3Dプリンターで実用品の制作!

 アートイラストコースに3Dプリンターがお目見えしたのは、もう4年くらい前になります。FDM法とよばれる、熱で素材を溶かして積み重ねていくタイプの3Dプリンターです。今でこそ安くて扱いやすいものが出回っていると思いますが、当時はかなり設定や機械のメンテナンスに四苦八苦しました。レジンを使った光造形の3Dプリンターも安価なものが多くなりましたね。
3Dプリンターに興味があって、どういうモノがつくれるのかと質問されることもたびたびありますが、実際に生徒さんが使われる場合はフィギュアやプラモデルのパーツなどの制作が多いです。そこで今回は、ちょっとした実用的な部分も紹介したいと思います。

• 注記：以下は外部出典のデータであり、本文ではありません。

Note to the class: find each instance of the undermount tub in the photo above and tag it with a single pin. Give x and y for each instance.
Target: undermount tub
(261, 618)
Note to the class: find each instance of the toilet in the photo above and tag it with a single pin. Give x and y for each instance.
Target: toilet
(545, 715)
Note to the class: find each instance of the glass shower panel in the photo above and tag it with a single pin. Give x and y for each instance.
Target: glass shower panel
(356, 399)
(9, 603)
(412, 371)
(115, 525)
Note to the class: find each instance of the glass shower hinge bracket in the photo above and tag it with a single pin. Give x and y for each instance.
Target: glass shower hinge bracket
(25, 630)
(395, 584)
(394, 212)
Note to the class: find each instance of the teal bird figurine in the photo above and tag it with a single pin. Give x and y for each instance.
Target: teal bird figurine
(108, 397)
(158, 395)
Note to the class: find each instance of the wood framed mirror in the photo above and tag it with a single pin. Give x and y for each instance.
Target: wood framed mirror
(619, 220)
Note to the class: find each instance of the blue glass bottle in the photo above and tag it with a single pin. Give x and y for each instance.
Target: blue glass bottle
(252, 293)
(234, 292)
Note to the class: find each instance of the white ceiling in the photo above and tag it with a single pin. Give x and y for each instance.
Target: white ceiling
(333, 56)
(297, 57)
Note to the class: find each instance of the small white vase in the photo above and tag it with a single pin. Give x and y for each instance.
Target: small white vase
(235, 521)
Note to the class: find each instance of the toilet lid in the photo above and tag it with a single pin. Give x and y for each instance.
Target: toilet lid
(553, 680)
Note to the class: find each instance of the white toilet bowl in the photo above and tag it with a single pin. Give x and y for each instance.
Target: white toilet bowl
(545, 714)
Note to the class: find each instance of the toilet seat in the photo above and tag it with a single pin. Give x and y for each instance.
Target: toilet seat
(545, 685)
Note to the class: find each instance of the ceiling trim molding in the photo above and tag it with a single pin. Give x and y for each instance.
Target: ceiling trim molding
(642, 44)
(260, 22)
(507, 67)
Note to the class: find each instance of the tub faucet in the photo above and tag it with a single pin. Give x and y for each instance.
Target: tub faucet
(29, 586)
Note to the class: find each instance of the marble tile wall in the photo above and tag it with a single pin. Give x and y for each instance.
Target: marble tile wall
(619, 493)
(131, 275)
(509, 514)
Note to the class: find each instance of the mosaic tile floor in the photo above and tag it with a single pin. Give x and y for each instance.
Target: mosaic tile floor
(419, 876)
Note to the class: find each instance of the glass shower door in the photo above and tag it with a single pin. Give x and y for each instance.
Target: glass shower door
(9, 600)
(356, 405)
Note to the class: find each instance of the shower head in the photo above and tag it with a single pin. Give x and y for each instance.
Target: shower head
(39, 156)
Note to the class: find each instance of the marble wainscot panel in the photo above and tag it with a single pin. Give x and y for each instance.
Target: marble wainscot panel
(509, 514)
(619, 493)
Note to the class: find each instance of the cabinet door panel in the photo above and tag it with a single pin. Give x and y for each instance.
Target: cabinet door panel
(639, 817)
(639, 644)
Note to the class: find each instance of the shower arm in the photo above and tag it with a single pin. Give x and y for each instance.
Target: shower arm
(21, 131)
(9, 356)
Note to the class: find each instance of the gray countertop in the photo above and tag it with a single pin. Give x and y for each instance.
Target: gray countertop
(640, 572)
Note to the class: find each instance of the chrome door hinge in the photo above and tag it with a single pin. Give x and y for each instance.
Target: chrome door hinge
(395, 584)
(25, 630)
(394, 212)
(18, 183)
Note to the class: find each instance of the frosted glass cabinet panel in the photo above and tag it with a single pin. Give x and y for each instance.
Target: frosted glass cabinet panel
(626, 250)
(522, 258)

 その前にアートイラストコースにある3Dプリンターをちょっと紹介しますね。
上の写真の左側が初号機です。「SCOOVO」という機種で、国産ということで見た感じも金属フレームで頑丈そうですが、非常にうるさいのが難点です。またソフトウェアのアップデートもほとんどなくネットでの情報を頼りに使っていました。今では稼働することもほとんどなくなりました。
つづいてコースにやって来たのは「FINDER」という機種です。FLASHFORGEが販売している機種のいちばん弟分です。素材はPLAしか使えませんが扱いやすくソフトウェアも優秀です。値段も「SCOOVO」の半分くらい!現在は「Adventurer 3」という新機種も出てより使いやすくなったという話しです。

 そのつぎにお目見えしたのが上の画像の「 UP mini2 」です。定評のあるUPシリーズの、これも下位の機種です。取っ手がついていて持ち運びも楽で、何より密閉型なので外気の温度に影響されにくく静かなのが良いですね。そして素材の溶ける匂いが気になる方のための脱臭装置付きです。あまり大きいものは作れませんが精度は「UP Plus2 」の性能を引き継いでいて、しかも扱いやすいです。

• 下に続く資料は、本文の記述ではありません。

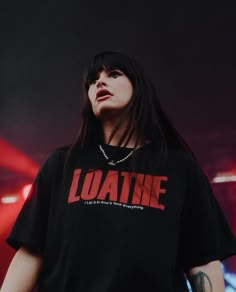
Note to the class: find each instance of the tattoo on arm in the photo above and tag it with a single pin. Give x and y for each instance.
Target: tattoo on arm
(200, 282)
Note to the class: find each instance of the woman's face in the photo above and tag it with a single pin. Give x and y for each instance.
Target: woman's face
(109, 93)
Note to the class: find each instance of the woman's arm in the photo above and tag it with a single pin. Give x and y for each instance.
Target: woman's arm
(207, 278)
(23, 271)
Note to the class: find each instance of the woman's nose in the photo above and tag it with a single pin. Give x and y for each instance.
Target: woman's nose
(101, 81)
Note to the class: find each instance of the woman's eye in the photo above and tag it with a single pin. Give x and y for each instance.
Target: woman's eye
(92, 81)
(115, 73)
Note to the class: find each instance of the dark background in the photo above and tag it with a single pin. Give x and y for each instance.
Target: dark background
(187, 48)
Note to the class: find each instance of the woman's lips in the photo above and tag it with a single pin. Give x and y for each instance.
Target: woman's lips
(104, 97)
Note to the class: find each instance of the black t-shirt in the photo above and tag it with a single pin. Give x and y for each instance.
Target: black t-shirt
(136, 226)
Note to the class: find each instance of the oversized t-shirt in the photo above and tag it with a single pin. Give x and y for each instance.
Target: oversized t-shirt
(136, 226)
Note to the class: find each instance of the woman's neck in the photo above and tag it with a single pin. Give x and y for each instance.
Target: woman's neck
(108, 128)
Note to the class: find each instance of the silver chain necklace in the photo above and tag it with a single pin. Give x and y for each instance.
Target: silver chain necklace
(112, 162)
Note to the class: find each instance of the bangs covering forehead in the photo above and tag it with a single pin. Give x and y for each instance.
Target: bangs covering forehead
(108, 61)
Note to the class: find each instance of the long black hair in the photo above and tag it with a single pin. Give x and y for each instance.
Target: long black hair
(146, 118)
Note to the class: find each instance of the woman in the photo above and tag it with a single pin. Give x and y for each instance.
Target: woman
(126, 207)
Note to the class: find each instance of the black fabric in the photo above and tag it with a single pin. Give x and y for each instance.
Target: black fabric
(129, 227)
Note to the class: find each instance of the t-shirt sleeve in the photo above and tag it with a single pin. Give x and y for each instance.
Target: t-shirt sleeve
(30, 227)
(206, 235)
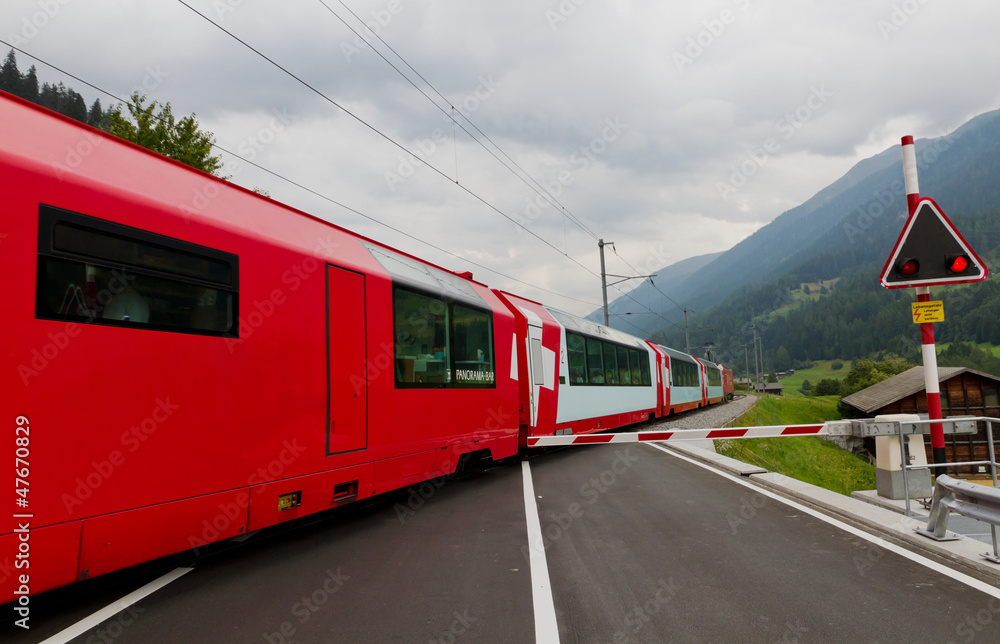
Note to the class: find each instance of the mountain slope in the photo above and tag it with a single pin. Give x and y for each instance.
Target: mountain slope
(845, 225)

 さて、冒頭でお話しした通り、ここでは実用品の制作例を紹介しますね。
とりあえずは3Dプリンターを使いやすくするツール! 3Dプリンターには本体に素材(フィラメント)を巻いているリールを収納できるものもありますが、外に出している方が消費や稼働の状態がわかりやすいということで、本体の近くにリールを置けるホルダーを置く方も多いようです。下の写真は「FINDER」と「 UP mini2 」それぞれ用にホルダーを制作して設置した様子です。ネットであった色々なものを、自分の使いやすいように組み合わせて設計しました。「FINDER」には後方に専用リールの収納ボックスがあるのですが、別のメーカーのものや色違いのフィラメントを使用するときに便利です。いろいろなタイプのリールが使えるようにホルダーを長くして、フィラメントがスムースに送られるようチューブのホルダーを可動式にしています。
上の写真の洗濯バサミは、木製のものをバネだけ利用してプラスチックに変えただけのものです。工夫次第で用途別のクリップができるかもしれませんね。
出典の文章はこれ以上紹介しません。